Me entretuve en contarlos uno a uno. Había más de veinte, de todos los tamaños y colores: blancos, amarillos, casi negros con alguna pluma en azul, la cabeza verde y el pico amarillo, otros tenían un mechón marrón oscuro. Estaba tan ensimismado con ellos que no me percaté que una mamá pata con siete patitos se acercaba peligrosamente a mí.

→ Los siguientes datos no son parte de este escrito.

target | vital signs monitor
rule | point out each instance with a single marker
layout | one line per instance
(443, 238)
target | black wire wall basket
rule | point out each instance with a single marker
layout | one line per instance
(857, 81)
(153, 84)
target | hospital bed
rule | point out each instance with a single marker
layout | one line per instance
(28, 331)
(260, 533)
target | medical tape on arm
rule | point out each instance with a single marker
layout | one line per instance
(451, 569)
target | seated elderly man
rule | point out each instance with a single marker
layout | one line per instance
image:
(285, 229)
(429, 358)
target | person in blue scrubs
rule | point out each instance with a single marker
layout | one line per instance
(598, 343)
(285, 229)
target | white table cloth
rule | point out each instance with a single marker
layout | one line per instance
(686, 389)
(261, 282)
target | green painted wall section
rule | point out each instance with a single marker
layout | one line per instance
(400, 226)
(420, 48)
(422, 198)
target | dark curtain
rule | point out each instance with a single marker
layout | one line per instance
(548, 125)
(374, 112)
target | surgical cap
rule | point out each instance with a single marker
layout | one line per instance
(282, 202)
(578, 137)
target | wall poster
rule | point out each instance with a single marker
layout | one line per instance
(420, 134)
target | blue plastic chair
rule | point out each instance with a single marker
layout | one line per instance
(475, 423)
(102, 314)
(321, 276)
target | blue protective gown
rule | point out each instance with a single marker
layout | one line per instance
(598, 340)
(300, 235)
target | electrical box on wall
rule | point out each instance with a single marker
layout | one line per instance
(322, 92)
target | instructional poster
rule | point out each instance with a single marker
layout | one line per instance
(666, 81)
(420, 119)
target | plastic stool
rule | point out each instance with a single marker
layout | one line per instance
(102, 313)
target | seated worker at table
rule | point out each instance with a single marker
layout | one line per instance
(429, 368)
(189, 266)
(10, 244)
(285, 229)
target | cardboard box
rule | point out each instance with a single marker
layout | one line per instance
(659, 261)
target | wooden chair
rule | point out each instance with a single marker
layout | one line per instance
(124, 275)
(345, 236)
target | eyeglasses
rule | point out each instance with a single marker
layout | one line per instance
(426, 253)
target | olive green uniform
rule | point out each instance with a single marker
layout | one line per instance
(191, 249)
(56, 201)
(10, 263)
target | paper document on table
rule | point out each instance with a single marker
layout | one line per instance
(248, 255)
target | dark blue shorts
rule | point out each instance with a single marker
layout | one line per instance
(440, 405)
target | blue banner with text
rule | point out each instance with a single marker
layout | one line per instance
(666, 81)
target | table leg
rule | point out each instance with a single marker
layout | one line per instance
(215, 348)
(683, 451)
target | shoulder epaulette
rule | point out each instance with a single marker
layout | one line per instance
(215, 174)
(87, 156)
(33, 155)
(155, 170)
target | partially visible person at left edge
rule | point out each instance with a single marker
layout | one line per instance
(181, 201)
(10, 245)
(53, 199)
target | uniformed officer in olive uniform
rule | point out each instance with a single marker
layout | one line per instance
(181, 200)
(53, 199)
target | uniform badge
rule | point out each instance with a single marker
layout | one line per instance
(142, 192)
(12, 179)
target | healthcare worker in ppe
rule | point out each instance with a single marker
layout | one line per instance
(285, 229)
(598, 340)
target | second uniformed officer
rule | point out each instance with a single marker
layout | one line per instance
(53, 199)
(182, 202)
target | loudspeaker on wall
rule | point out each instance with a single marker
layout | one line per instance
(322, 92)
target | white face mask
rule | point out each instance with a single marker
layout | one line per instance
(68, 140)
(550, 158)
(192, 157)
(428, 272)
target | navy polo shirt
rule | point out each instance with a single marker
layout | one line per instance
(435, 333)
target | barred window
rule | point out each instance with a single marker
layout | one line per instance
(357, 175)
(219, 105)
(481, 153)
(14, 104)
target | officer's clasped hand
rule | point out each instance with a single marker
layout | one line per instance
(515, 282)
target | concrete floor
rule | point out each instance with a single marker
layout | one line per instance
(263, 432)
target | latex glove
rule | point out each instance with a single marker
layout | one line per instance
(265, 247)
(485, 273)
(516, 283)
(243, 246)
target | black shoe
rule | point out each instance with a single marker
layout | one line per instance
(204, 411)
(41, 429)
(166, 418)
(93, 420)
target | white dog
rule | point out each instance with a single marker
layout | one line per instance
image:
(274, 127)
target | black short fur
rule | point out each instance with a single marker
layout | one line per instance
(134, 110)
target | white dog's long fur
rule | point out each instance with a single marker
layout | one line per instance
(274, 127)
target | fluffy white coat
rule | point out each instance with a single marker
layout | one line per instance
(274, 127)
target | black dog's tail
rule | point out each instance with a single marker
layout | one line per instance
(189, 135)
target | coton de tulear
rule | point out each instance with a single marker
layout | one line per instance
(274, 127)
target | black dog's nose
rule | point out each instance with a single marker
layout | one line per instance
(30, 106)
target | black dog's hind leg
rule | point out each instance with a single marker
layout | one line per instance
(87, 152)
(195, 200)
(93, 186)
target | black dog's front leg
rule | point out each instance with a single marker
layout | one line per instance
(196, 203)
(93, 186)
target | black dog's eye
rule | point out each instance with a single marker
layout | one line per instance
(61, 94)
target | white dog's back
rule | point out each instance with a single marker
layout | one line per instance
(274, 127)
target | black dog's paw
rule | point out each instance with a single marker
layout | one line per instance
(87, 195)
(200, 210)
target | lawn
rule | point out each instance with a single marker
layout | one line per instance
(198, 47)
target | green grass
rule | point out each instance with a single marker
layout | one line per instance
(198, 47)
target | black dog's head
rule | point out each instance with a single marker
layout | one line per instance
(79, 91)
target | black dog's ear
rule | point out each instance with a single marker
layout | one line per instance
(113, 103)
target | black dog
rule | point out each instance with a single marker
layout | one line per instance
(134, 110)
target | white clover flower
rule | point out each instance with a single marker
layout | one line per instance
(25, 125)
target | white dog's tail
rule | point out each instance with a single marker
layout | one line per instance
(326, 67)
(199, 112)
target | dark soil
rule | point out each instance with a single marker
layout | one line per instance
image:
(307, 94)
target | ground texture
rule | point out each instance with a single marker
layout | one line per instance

Iba a espantarlos cuando los ojos se me fueron hacia el último de la fila. Era el patito más feo que había visto en mi vida. Me costó cerrar la boca de lo asombrado que estaba. El pobre patito me miraba como si yo le pudiera dar un hálito de esperanza. Me dio tanta pena que me senté sobre la hierba, crucé las piernas y lo tomé entre mis brazos. Para que no se llevara a engaño, le expliqué concienzudamente que no esperara convertirse en un bello cisne. Eso solo ocurre en un cuento de un tal Hans Christian Andersen, le dije, un excelente escritor según mi padre, a mí, en cambio, me resultaba un poco mentirosillo, porque si bien era verdad que mi abuelo afirmaba que todo estaba en la literatura, mi madre, en cambio, aseguraba que los cuentos, cuentos son.